There was no mistaking the meaning of that. The way Mrs. Fenelby bowed over the bit of sewing she had taken up was evidence that she had suspicion in her mind. Kitty clasped her hands behind her back and laughed.

“You have been looking into my closet!” she declared. “You sit there and try to look innocent, and you know everything that I have, down to the last ribbon! Well, I just can’t afford to pay your old tariff. It would simply ruin me. And the men will never know, anyway. They don’t notice such things. I could wear a different dress every day, and they wouldn’t know it.”

“But I know it,” said Laura, reprovingly. “Do you think it is right, Kitty, to smuggle things into the house that way? Is it fair to Bobberty?”

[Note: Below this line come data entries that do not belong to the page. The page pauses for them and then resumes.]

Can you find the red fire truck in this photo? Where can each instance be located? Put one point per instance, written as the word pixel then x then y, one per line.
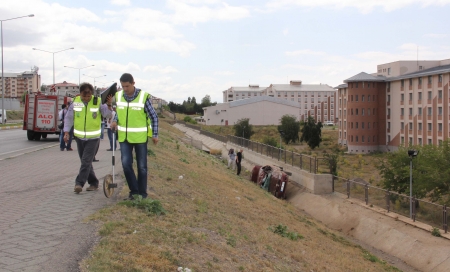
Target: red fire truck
pixel 41 114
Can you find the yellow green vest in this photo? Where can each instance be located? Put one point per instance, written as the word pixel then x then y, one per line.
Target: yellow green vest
pixel 87 119
pixel 134 126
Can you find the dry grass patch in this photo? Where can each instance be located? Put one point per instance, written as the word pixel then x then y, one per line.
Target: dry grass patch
pixel 214 221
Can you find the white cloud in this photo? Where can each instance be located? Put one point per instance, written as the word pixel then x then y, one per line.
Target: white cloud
pixel 120 2
pixel 160 69
pixel 305 52
pixel 224 73
pixel 364 6
pixel 436 35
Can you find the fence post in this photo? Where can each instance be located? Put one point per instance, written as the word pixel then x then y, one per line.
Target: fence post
pixel 310 162
pixel 388 200
pixel 444 218
pixel 348 188
pixel 332 183
pixel 366 194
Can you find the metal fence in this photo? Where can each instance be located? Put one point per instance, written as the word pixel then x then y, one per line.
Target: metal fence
pixel 304 162
pixel 430 213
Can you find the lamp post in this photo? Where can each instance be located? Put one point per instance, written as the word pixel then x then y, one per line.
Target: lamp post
pixel 3 78
pixel 79 69
pixel 411 154
pixel 281 133
pixel 94 78
pixel 53 53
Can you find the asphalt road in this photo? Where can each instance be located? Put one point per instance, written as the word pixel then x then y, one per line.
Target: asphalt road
pixel 14 142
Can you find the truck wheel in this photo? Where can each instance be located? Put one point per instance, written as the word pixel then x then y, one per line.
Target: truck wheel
pixel 37 136
pixel 30 135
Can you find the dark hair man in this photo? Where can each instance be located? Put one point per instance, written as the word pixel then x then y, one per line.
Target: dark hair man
pixel 85 115
pixel 135 120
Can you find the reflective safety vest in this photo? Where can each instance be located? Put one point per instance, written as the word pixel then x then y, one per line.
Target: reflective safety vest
pixel 134 125
pixel 87 119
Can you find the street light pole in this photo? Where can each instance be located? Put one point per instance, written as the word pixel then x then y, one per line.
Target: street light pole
pixel 411 154
pixel 3 78
pixel 53 58
pixel 79 70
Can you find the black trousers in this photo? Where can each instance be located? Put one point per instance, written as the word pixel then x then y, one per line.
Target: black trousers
pixel 86 152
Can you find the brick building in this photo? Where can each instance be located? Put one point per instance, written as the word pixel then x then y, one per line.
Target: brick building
pixel 404 103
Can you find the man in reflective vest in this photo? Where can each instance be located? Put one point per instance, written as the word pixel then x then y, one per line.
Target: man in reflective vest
pixel 84 114
pixel 135 121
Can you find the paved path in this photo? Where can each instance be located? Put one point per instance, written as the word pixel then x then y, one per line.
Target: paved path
pixel 41 219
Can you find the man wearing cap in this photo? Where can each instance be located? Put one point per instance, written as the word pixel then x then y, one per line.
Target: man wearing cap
pixel 135 120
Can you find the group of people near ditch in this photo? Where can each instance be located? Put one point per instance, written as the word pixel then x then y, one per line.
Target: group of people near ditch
pixel 235 159
pixel 133 121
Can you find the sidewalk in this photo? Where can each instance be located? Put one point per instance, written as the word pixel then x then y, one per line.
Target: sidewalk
pixel 41 218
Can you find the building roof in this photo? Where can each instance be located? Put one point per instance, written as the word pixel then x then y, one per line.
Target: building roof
pixel 427 72
pixel 247 89
pixel 363 76
pixel 302 87
pixel 342 86
pixel 256 99
pixel 65 84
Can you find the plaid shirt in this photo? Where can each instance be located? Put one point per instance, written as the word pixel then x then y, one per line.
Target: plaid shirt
pixel 148 108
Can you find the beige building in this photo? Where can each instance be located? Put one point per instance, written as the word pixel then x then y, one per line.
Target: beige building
pixel 16 84
pixel 261 110
pixel 409 105
pixel 316 100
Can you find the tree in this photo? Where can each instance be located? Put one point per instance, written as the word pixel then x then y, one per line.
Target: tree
pixel 311 133
pixel 242 128
pixel 290 127
pixel 431 175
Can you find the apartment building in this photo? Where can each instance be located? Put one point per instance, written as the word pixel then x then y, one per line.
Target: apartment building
pixel 316 100
pixel 16 84
pixel 404 103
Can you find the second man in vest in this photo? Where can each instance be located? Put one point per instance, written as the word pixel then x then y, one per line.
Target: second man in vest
pixel 135 121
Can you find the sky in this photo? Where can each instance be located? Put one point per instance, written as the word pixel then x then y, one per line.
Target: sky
pixel 177 49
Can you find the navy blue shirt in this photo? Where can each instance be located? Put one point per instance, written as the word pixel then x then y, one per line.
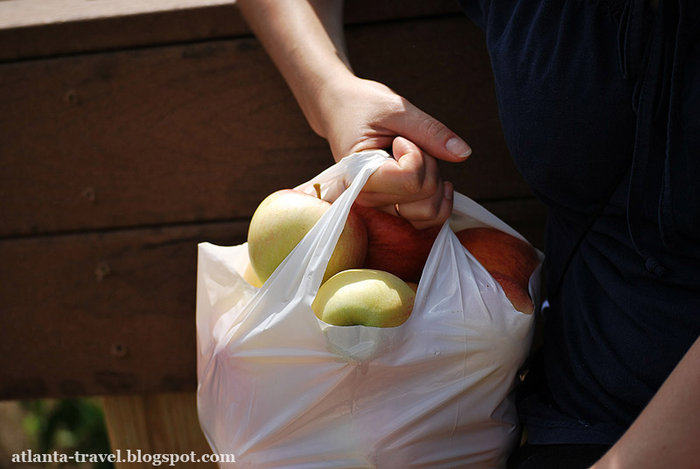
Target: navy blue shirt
pixel 600 106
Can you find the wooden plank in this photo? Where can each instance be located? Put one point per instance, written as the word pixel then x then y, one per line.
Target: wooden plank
pixel 51 27
pixel 156 424
pixel 202 132
pixel 113 313
pixel 102 313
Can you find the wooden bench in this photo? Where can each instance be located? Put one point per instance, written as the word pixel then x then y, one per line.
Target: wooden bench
pixel 130 131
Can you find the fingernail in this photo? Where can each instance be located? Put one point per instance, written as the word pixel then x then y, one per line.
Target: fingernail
pixel 458 147
pixel 448 191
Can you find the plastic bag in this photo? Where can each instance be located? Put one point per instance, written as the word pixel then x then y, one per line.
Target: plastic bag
pixel 278 388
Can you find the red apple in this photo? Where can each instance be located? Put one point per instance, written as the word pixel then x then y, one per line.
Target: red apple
pixel 509 260
pixel 394 245
pixel 284 218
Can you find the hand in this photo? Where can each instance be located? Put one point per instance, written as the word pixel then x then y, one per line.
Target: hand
pixel 356 114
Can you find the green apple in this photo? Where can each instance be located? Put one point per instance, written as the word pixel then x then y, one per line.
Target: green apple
pixel 284 218
pixel 366 297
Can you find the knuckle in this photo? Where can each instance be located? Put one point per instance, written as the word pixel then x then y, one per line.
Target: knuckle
pixel 413 183
pixel 432 127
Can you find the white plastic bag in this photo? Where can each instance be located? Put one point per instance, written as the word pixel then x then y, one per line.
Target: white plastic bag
pixel 279 388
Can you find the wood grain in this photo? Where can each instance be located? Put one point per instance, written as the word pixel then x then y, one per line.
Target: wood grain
pixel 31 29
pixel 156 424
pixel 202 132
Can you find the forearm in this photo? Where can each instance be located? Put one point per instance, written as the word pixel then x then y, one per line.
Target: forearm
pixel 666 433
pixel 305 41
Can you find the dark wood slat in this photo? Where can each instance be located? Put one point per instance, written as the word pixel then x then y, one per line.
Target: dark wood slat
pixel 108 313
pixel 114 313
pixel 28 29
pixel 203 132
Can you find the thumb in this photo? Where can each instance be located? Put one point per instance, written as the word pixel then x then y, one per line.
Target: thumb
pixel 432 135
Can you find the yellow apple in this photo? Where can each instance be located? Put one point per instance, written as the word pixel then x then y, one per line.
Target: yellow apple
pixel 365 297
pixel 284 218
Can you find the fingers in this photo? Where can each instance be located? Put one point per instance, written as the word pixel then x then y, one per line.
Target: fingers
pixel 431 135
pixel 410 176
pixel 412 183
pixel 428 212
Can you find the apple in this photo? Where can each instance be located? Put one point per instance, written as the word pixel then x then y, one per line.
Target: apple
pixel 284 218
pixel 366 297
pixel 508 259
pixel 394 245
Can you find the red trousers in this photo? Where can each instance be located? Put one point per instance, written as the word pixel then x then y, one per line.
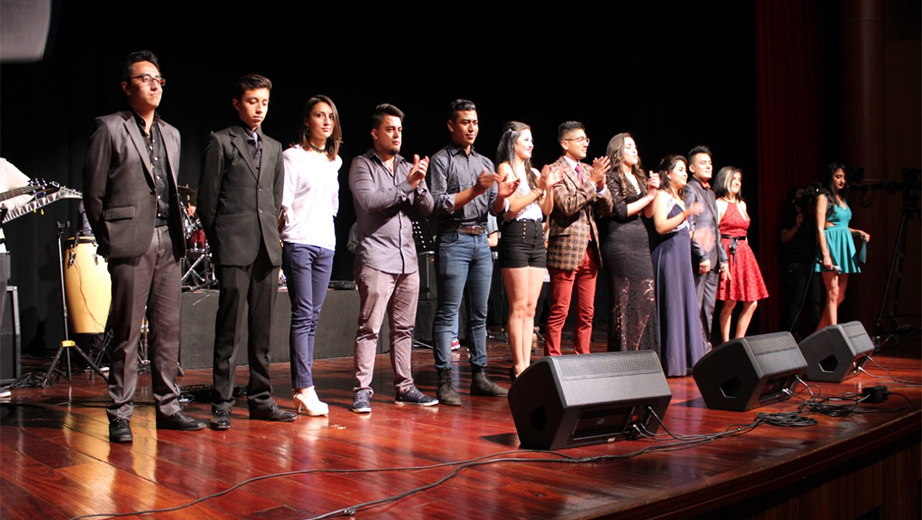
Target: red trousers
pixel 562 283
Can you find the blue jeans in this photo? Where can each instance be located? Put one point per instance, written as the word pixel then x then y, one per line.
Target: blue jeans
pixel 307 269
pixel 462 260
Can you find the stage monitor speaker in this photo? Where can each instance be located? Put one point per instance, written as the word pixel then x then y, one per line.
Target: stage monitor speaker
pixel 10 363
pixel 836 352
pixel 566 401
pixel 746 373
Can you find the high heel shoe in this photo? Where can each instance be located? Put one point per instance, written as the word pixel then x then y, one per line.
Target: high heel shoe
pixel 310 402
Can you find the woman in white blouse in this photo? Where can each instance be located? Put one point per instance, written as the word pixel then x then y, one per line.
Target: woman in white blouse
pixel 309 203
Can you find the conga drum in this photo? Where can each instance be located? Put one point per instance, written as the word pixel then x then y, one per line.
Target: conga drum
pixel 87 285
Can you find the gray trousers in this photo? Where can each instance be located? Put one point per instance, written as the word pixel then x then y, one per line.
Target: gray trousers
pixel 152 280
pixel 397 295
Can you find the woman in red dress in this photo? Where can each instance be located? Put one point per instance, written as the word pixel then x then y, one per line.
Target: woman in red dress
pixel 743 282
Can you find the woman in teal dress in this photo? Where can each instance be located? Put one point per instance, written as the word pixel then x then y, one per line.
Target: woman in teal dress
pixel 836 244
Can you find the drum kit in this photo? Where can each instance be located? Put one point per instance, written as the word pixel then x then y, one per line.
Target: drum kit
pixel 197 266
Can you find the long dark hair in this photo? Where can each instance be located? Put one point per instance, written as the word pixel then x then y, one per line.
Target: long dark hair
pixel 829 186
pixel 667 164
pixel 724 179
pixel 505 151
pixel 335 139
pixel 615 152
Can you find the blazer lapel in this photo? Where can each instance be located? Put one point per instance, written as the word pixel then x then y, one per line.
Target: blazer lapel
pixel 240 142
pixel 568 173
pixel 172 149
pixel 132 128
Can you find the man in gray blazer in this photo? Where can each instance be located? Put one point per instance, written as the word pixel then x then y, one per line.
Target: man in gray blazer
pixel 709 259
pixel 129 186
pixel 239 197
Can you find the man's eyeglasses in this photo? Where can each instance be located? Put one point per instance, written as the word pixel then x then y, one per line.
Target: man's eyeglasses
pixel 147 79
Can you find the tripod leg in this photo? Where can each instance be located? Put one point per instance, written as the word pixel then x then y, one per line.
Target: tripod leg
pixel 91 362
pixel 54 365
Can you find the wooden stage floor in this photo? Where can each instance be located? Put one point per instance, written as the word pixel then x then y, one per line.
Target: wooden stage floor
pixel 57 462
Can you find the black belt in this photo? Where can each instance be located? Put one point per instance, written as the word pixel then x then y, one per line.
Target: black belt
pixel 475 229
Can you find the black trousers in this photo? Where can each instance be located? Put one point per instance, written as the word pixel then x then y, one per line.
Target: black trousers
pixel 246 301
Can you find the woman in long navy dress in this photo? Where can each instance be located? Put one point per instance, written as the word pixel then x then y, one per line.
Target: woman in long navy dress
pixel 676 300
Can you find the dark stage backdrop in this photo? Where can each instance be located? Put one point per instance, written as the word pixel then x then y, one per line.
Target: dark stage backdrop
pixel 673 75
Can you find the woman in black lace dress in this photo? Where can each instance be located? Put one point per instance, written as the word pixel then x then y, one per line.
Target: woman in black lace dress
pixel 627 250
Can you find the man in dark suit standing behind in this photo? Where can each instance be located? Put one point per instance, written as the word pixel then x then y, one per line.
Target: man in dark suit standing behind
pixel 240 193
pixel 709 258
pixel 129 186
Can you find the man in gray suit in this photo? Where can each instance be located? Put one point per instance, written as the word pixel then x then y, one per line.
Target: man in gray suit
pixel 129 186
pixel 709 259
pixel 239 197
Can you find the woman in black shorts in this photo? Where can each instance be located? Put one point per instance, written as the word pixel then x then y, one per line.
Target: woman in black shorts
pixel 522 255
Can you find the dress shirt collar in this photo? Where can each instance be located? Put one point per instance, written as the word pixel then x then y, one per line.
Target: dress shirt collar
pixel 456 150
pixel 251 134
pixel 571 162
pixel 142 124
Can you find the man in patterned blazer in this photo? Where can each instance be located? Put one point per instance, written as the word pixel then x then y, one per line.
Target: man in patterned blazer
pixel 573 256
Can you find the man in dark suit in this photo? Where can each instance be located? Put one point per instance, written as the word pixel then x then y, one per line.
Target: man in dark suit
pixel 240 193
pixel 129 187
pixel 709 259
pixel 573 252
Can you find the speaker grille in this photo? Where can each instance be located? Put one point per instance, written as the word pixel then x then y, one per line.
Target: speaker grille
pixel 858 337
pixel 573 367
pixel 769 344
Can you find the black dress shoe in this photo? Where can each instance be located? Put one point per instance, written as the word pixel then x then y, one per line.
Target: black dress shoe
pixel 179 421
pixel 272 413
pixel 120 430
pixel 220 420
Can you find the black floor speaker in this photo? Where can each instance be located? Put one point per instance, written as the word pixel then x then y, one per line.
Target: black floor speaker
pixel 574 400
pixel 836 352
pixel 750 372
pixel 10 363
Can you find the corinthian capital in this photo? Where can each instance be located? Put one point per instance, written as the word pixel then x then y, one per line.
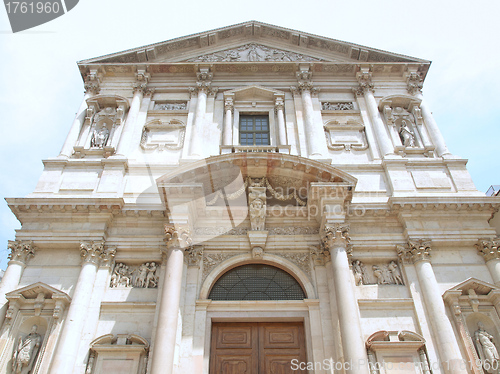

“There!” exclaimed Kitty, dropping a jingling coin into Bobberts’ bank. “There is a quarter for him! That is every cent I can afford.”

“That wouldn’t pay the duty on one single shirt-waist,” said Laura, quietly.

“It wouldn’t,” admitted Kitty, frankly, bending over Laura and taking her face in her hands. She turned the face upward and looked in its eyes. Then she bent down and whispered in Laura’s ear, and laughed as a blush suffused Laura’s face.

“I was short of money,” said Laura with dignity, “and I mean to pay the duty as soon as I get my next week’s allowance. I simply had to have a new purse, and you coaxed me to buy it. It wasn’t smuggling at all.”

“Wasn’t it?” asked Kitty. “Then why did you ask me to leave it in my room, instead of showing it to Tom? Smuggler!”

Mrs. Fenelby arose and walked away. She turned to the kitchen and opened the door. She was just in time to see Bridget lower a bottle from her lips and hastily conceal it behind her skirts.

“Bridget!” she exclaimed sharply, with horror.

“’Tis th’ doctor’s orders, ma’am,” said Bridget. “’Tis for me cold.”

She coughed as well as she could, but it was not a very successful cough. Mrs. Fenelby hesitated a moment, and then she pointed to the door.

“You may pack your trunk, Bridget,” she said, and Bridget jerked off her apron and stamped out of the kitchen.

“But perhaps the poor thing was taking it by her doctor’s orders,” suggested Kitty, when Mrs. Fenelby, red eyed, went into the front rooms again.

“She’ll have to go,” said Mrs. Fenelby, dolefully. “I can’t have a drinking servant where poor, dear Bobberts is. But that isn’t what makes me feel so badly. It is to think how that girl has deceived me. I treated her just as I would treat one of the family, and she pretended to be so fond of Bobberts, and so interested in his education, and so eager to help his fund, and here she has been smuggling liquor into the house all the time.”

She wiped her eyes and sighed.

“And liquor is a luxury, and pays thirty per cent.,” she said sadly. “I don’t know who to trust when I can’t trust a girl like Bridget. She should have paid the duty the minute she brought the stuff into the house. It just shows that you can’t place any reliance on that class.”